何度見ても、そして計算をし直しても数字は変わらない。
「これまじ?」
「さすがに私も驚いたね……」
「……二人のドS耳舐めカウントダウンボイス!」
「そこまでやるとは言っとらんぞ」
しかしまあ……後でアーカイブは見直す必要はあるが。
「視聴者との約束は破れないしな……」
「そうだね。絶頂耐久カウントダウンボイス録ろっか」
「だからそこまでやるとは言っとらん」
『うおおおおお!』
『助かる!:50000¥』
『#瑠花カイ歌枠(ドM付き)トレンド入り記念:50000¥』
もうお金見たくないな。どれぐらい貯まってるのか……あと別にそんなタグ作った記憶ないんだが。桃華の扱い酷くないか。
いや、酷いほど喜ぶから良いのか……?
「一応桃華の名前も入れておいてくれ。さすがにドM付きだと誰なのか……分かるかぁ。そっかぁ」
「べ、別に名前とかなくても……な、なんなら番号で呼んでも……!」
「やっぱキープで」
筋金入りだ。
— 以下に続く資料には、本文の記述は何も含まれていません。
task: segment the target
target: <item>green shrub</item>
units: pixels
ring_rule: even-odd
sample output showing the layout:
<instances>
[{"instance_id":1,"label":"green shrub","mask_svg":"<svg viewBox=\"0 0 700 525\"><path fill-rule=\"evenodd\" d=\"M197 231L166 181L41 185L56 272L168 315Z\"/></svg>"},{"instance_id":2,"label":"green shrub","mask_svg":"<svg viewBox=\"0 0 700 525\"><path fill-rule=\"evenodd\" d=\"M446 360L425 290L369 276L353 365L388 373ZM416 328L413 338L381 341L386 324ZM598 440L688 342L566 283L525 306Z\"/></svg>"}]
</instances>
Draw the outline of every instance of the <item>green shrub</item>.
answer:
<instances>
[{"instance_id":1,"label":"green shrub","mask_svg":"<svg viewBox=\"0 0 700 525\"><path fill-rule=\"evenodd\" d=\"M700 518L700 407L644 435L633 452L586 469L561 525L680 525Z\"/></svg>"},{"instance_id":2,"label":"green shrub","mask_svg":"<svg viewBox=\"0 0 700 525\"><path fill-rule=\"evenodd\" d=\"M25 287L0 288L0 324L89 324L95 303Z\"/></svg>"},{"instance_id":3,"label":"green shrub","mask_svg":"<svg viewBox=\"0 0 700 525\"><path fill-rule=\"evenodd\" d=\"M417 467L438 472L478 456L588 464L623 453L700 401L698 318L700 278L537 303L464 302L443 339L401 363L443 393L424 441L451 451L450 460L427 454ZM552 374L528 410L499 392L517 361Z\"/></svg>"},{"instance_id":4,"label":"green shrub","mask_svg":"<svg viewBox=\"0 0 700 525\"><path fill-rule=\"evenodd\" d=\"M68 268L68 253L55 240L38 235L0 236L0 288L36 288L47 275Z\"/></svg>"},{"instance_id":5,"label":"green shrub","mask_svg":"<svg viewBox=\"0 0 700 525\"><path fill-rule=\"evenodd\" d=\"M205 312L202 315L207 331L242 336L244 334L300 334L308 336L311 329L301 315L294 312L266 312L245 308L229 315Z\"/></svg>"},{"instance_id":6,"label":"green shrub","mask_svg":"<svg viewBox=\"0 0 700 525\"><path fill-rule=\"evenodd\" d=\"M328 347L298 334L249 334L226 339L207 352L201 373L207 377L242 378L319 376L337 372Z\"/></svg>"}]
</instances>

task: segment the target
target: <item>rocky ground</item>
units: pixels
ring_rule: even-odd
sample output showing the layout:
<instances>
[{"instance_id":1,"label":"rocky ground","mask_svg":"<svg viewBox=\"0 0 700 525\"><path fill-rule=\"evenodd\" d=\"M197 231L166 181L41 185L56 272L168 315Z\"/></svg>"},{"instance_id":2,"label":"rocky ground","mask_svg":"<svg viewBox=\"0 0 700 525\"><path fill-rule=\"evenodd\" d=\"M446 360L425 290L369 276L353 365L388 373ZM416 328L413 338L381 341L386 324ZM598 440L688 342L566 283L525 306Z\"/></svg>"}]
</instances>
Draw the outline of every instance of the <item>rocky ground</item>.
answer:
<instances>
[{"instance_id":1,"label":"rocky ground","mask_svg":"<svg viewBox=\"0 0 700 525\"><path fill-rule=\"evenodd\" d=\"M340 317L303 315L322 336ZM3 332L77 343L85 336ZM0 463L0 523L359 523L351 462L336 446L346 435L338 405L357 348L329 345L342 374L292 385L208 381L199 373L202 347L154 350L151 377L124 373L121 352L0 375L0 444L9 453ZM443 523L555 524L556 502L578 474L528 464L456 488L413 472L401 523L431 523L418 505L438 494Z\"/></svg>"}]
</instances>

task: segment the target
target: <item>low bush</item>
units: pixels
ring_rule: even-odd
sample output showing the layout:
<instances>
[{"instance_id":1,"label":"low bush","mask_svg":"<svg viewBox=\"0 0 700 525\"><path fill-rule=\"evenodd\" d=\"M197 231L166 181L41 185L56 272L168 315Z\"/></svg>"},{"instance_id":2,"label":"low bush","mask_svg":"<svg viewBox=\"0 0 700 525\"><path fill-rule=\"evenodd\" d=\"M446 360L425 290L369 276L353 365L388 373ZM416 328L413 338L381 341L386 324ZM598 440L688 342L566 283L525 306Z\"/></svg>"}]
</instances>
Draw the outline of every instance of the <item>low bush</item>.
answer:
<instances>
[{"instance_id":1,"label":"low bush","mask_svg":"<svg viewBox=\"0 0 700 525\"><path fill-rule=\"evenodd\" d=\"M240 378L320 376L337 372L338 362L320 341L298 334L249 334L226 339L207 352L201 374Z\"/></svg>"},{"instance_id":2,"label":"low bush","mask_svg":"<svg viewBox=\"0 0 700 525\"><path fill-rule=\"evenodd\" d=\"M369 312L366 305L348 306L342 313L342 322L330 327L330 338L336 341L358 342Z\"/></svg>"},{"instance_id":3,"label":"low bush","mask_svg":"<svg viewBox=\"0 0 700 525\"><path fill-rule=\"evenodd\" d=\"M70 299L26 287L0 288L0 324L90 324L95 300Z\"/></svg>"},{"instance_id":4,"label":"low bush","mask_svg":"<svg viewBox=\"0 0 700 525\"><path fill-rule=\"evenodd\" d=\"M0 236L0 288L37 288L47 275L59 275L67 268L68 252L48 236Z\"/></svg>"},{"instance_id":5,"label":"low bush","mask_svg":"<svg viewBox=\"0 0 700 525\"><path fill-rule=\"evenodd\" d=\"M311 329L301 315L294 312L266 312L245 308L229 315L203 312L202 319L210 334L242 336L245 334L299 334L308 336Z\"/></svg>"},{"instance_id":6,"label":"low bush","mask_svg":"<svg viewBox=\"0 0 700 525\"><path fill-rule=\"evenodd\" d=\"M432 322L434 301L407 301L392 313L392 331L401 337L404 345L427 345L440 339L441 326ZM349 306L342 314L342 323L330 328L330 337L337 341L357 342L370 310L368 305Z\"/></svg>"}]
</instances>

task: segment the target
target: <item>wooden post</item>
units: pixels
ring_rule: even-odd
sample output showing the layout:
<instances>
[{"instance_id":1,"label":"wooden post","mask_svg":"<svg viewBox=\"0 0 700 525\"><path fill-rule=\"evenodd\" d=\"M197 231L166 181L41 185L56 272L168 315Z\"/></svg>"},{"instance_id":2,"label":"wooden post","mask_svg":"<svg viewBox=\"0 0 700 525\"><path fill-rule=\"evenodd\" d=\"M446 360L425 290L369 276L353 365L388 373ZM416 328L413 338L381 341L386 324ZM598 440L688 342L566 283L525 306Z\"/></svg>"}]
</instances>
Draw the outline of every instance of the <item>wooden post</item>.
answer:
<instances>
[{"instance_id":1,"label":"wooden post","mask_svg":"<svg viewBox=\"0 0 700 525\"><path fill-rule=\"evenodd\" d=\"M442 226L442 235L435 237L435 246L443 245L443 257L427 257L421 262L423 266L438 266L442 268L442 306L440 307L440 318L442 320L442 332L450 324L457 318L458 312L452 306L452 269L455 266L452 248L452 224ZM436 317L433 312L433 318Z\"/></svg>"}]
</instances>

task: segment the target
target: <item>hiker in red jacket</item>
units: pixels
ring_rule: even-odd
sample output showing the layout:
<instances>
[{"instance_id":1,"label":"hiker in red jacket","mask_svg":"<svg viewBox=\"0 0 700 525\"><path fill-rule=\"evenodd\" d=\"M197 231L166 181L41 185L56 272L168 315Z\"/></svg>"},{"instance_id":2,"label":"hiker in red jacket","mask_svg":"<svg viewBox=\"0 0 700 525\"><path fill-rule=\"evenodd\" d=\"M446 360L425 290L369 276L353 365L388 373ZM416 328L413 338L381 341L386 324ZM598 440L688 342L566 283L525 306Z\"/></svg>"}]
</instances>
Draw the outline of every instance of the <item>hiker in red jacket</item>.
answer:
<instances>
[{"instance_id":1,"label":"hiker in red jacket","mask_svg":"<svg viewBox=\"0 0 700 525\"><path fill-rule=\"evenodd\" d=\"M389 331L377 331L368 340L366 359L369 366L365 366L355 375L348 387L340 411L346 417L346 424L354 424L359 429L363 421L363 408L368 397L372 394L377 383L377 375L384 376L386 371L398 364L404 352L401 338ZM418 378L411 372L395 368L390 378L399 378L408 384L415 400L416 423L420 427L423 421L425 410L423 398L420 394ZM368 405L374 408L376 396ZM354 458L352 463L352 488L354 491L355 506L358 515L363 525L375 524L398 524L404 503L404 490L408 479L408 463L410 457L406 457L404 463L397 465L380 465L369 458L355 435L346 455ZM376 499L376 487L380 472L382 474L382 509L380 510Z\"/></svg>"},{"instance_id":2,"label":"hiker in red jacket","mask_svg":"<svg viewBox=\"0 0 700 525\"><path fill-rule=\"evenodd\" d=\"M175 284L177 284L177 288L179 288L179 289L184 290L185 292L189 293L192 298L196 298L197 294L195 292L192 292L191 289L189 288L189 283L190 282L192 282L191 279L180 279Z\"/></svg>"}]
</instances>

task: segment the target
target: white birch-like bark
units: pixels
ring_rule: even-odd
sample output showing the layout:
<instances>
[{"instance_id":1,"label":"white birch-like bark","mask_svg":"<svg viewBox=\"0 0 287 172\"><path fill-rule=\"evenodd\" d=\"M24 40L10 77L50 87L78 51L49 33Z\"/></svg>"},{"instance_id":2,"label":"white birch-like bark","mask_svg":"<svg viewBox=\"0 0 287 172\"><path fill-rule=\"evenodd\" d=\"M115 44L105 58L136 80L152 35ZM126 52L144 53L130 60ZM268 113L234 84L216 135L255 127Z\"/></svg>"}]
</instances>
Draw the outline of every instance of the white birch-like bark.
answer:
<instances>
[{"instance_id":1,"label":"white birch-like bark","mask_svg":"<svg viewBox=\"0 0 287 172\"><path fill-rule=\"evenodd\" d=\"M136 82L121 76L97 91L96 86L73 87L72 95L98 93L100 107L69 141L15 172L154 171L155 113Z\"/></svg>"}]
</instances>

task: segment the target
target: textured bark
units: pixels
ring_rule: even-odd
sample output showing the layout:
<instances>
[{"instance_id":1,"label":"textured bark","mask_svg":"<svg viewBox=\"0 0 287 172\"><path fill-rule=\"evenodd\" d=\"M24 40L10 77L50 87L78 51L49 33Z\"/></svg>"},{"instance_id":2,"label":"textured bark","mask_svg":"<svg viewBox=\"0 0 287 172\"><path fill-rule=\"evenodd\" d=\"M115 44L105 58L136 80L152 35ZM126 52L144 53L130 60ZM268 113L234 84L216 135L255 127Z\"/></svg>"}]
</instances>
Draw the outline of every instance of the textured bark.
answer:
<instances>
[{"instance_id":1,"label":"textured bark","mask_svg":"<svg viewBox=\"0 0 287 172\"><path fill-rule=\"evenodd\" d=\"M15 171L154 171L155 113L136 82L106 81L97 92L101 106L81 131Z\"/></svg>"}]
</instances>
もう放っておこう。こいつは。
「さて。それじゃあ歌枠はこれぐらいにして最後の雑談行こっか。桃華ちゃんも繋ぎっぱなしで放置してごめんね」
「ううん、大丈夫だよ。放置プレイは嫌いじゃないから」
「もうなんでもありだな……」
まあそれはそれとして。
「さて、締めだが。……お金を頂いた方のコメントも読むか?」
「んー……ちょっと数が多すぎるね。三桁とかあるし。少しずつ読む枠を取ってやる事にします。ごめんなさい」
『ええんやで:50000¥』
『ちなみにこの枠で個人の最高額は200万を越すって見たけど……』
『うせやろ……』
何それ怖い。待って、来年の税金怖いんだけど。
「……税理士さん、Vtopの人に聞いとくね、カイリ」
「ああ。……じゃあまとめて。本当にありがとうございます」
「ありがとうございます」
「ありがとうございます」
俺に続いて、瑠花が。そして、やる必要はないだろうが桃華までやってくれた。
「桃華も収益化通ったら教えてくれ。お祝いでもしよう」
「あ、ありがと……じゃあムチ叩きでお願いするわね」
「お願いするわねで言う内容じゃねえんだよ」
「じゃあ今までのカイリの罵倒音声一時間詰め合わせセットを送るね」
「……!」
「やめろ! クリスマスにプレゼントを貰った子供みたいな目をするな!」
『なんなんだこの配信は』
『お、初見かい? 良かったな。まだ秩序のある時間に入ってこれたみたいで』
『俺なんか入ってきた瞬間鼓膜が消え失せたからな……』
コメント欄も中々の盛り上がりだ(白目)
さて、とはいえ。
「もうすぐVtop加入だな」
「時間が経つのも早かったね。そうそう、【洗礼】は来月の頭からを予定してます。運営さんが近くなったらまた教えてくれるはずです」
「私もカイリ君達と一緒にやるから。もちろんオフコラボで色んな先輩方と……そっか。人と会うんだ」
「コミュ障か。いやコミュ障って言ってたな。……まあ、その辺は瑠花に任せよう」
『それで良いのか』
『瑠花ちゃんがあまやかすからだぞ!』
「という事は私無しで生きられなくなるまであとちょっとって事ね!」
「恐ろしい事を考えてるな……」
でも、最近瑠花に頼りすぎだと俺も思う。もっとしっかりせねば。
そう思って瑠花を見ると、きょとんとした顔で俺を見て。ニコリと笑った。……顔は良いんだよな、こいつ。
「……その辺は後で考えるとして。事務所に入る事になったけど、方針は今まで通りだ。もしかしたらコラボなんかは増えるかもしれないが、基本は俺と瑠花。そして、時々桃華だな」
「そうね。私も基本は個人で配信するわよ。ごしゅ……カイリ君達と配信する事は多くなるかもしれないけど」
『方向転換しないの助かる』
『なんならVtopとのコラボ楽しみすぐる』
俺は一目瑠花を見た。そろそろ良いだろうかと。瑠花はこくりと頷き、取りし切ろうと口を開いた。
「それじゃあ今日はここまでという事で、見て頂きありがとうございます。また配信の告知をしますので、チャンネル登録と各種SNSのフォロー、お願いします!」
一つ間をあけ、瑠花はニコリと笑った。
「それではみなさん良い夜を、おつ瑠花〜!」
「おつカイリ〜!」
「おつもも〜!」
そして……長い配信は終わった。
瑠花に無理やりスタジオで襲われそうになったりしたが、なんやかんやどうにかなったのだった。